No label_names provided for model class `PeftModelForCausalLM`. Since `PeftModel` hides base models input arguments, if label_names is not given, label_names can't be set automatically within `Trainer`. Note that empty label_names list will be used instead.


Step,Training Loss
1,2.2765
2,1.7191


TrainOutput(global_step=2, training_loss=1.9978116154670715, metrics={'train_runtime': 80.8652, 'train_samples_per_second': 0.062, 'train_steps_per_second': 0.025, 'total_flos': 4647073873920.0, 'train_loss': 1.9978116154670715, 'epoch': 1.0})

In [7]:

# Step 6: Run inference with the fine-tuned model
prompt = "What is AI?"
inputs = tokenizer(prompt, return_tensors="pt").to(model.device)
outputs = model.generate(**inputs, max_new_tokens=50)
print(tokenizer.decode(outputs[0], skip_special_tokens=True))

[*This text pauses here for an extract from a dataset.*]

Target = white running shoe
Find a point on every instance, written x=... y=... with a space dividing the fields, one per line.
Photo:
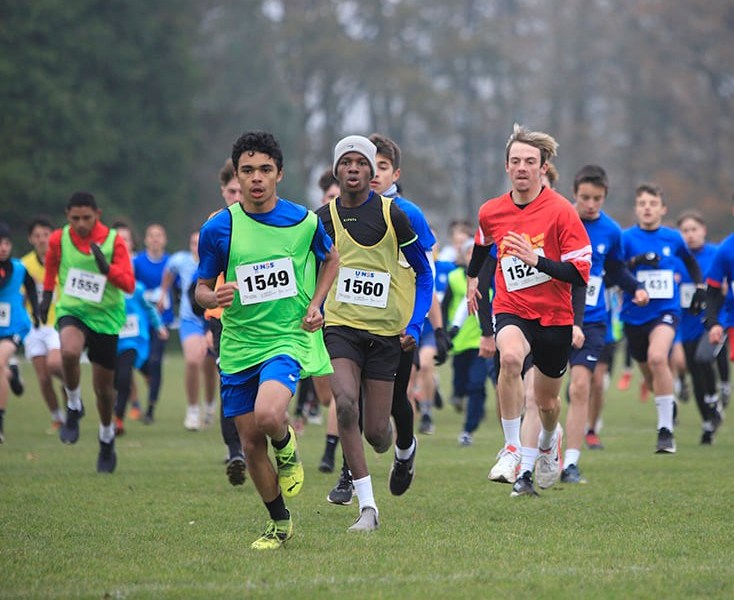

Setting `pad_token_id` to `eos_token_id`:2 for open-end generation.


What is AI?
Artificial Intelligence (AI) is a branch of computer science that deals with the creation of computer systems that can perform tasks that are normally performed by humans.
AI is a broad term that can be used to describe a variety of different technologies.